An inherent challenge to polymeric database creation stems from the fact that a synthetic polymer is rarely a single entity. Unlike small molecules or proteins, even individual polymer samples are generally described by distributions. In the simplest case, a sample synthesized from a single achiral monomer has only one distribution, the molecular mass distribution. However, the number of relevant distributions can rapidly become intractable when chiral monomers, multiple monomers, or chain branching are considered. For now, both the molecular weight and the dispersity should be captured in databases. In the future and as polymer synthesis continues to advance, additional data such as the degree of branching or even the raw output of characterization techniques could be reported in a standardized form.
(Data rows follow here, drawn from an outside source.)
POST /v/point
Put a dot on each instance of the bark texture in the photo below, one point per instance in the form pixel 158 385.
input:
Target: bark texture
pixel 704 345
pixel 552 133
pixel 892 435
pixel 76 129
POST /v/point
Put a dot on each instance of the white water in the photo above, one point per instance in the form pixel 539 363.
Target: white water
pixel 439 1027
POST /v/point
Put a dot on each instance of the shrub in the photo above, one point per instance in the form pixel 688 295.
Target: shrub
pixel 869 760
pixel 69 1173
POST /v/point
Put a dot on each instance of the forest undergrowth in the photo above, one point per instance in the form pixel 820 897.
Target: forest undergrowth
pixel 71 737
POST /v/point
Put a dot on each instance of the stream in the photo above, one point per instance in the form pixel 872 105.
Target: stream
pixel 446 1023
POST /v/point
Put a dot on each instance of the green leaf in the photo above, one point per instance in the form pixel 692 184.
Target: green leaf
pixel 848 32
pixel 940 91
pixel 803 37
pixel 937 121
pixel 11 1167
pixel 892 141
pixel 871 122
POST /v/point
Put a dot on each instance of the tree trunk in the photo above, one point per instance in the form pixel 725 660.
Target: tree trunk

The need to describe these distributions, combined with often complicated monomeric structures and sequences leads to nonstandard naming conventions. The use of commercial trade names further complicates matters. For example, polystyrene can be described by at least 1,800 different names.38 Even International Union of Pure and Applied Chemistry (IUPAC) naming conventions and Chemical Abstracts Service Registry Numbers, or simply, CAS numbers, both of which identify polymers based on their monomeric structure, have shortcomings—this helps explain why PolyInfo,28 the largest online polymers database, created its own numbering system. The problem of nomenclature is exacerbated in sequenced defined polymers. The viewpoint by J.-F. Lutz39 and the ensuing discussion40 in this journal serve to emphasize this point. One potential, partial solution, is provided by the IUPAC international chemical identifier (InChI).41 This system is derived from chemical structures (unlike CAS numbers), and is relatively compact (unlike some IUPAC names). For these reasons, it is already used in databases such as PubChem, which reports the biological activity of small molecules.42 However, InChI only recently added experimental support for linear polymers, and does not support branched polymers. For now, it should be used whenever possible, and efforts should be made to convince the InChI trust to continue development for more complicated polymeric structures (branched, organometallic, Markush) in the future.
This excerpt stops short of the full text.